Picture this: You’ve been imprisoned (unjustly) for the last five years. After some hard work and Shawshank Redemption style scheming, you’ve found a way out. Your plan is foolproof — you know when the guards change shifts, how to sneak out of the cell block, and where to find that small hole in the outer fence. There’s just one hitch… the thirty-pound iron ball chained to your ankle.
Is escape possible? Sure, you can bust out, even with your arms full of added weight. But sooner or later, the prison guards are going to notice that you’ve gone missing, and they’ll come after you with a pack of dogs and pepper spray. You’re not going to move very quickly with a weight shackled to your ankle. You may try to bring along a file, and slowly shave off the sides of the ball and chain until they wear down to nothing. But chances are, you’ll never make it that long — with something so heavy weighing you down, your oppressors will catch you before you can rid yourself of the weight.
So it is with debt, a financial problem that has become so commonplace that it is the norm for American families, businesses and the government itself. And in case you haven’t noticed, our collective debt load has been slowing us down a lot.
What’s wrong with debt? Well, everything. I once heard someone say that debt is using your future to pay for your past. And the Bible makes it clear that debt puts us into financial slavery.

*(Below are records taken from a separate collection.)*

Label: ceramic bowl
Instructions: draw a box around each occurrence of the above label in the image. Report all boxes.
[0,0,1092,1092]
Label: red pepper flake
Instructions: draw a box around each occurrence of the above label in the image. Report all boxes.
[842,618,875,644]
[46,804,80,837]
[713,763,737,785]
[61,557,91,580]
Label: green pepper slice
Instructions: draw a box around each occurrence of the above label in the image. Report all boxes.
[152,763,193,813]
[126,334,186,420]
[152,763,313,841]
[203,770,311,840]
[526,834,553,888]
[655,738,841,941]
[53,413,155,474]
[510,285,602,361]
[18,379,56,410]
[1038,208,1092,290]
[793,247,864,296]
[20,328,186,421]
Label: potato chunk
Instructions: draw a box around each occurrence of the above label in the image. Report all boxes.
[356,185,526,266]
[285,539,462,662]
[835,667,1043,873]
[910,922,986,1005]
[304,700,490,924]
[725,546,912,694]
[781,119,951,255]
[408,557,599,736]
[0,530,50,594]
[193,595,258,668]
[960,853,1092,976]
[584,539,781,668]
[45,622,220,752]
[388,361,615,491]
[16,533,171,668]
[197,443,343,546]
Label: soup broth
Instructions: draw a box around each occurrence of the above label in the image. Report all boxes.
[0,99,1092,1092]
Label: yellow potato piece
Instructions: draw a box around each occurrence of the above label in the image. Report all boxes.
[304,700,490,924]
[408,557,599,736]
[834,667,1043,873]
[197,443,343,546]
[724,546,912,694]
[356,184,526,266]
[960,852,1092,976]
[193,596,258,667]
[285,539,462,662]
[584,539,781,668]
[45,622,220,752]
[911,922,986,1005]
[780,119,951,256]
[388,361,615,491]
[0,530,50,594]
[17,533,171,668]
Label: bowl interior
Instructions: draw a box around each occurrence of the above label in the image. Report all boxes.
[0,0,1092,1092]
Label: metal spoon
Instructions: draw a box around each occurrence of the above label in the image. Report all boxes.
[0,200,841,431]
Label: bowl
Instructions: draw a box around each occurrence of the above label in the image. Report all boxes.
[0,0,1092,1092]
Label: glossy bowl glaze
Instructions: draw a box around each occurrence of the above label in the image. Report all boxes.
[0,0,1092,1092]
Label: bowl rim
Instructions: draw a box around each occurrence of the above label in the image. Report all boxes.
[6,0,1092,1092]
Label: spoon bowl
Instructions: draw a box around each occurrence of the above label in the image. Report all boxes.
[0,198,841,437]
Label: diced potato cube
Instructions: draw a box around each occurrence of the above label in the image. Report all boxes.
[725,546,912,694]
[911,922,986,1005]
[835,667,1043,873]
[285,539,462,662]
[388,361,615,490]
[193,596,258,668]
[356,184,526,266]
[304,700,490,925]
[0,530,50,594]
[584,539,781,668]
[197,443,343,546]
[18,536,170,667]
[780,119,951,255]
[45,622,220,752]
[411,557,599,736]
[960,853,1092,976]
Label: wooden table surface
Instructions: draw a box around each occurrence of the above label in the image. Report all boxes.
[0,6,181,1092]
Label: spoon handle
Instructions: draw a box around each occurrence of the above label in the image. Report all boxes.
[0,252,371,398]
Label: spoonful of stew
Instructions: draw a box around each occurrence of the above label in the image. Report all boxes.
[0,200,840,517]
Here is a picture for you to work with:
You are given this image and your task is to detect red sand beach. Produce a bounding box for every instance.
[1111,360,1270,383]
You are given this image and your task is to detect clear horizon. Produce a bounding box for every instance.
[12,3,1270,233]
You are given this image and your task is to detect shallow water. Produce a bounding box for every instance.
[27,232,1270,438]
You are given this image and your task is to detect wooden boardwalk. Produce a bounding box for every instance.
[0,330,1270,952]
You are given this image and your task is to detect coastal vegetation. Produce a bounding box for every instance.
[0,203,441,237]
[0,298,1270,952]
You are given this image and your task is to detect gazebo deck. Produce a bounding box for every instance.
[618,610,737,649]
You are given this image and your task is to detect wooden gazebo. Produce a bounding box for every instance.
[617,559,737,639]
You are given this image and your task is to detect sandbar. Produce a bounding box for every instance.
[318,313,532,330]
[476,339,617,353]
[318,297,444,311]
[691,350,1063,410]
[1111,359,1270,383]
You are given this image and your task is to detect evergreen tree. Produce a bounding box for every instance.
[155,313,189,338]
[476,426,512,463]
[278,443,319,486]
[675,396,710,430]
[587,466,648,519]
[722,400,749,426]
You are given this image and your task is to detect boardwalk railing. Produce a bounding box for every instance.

In America, we tend to think that using debt is the best way to make big purchases, from education to cars and everything in between. The reality, though, is that debt actually lessens our buying power, since the interest that we pay to service the debt adds up to much more than the cost of the item we purchased.
For those of us trying to run to godly financial freedom, debt can be one of the biggest things encumbering us. It’s like trying to run with that 30-pound weight: You can do it, but you’ll never be as fast or effective as you were made to be.
Think of it this way: The more you owe on your car or credit card payment each month, the less money you have to give to your church or ministry organization. The more money you spend servicing debt, the less you can afford to invest in building a solid financial future for your family. You can’t become a full-time missionary if you don’t have a way to pay off the $50,000 of student loans you racked up attending a Christian college.
Debt is a major issue with the American church, and there are plenty of teachers who do an excellent job of showing people how to get out of this form of slavery. We’ll talk a lot more about debt (and how to avoid it and how to get out of it) later on. But for the time being, while we’re searching our hearts to see if money has made slaves of us, doesn’t honesty require us to shine a bright light on this shadowy financial subject?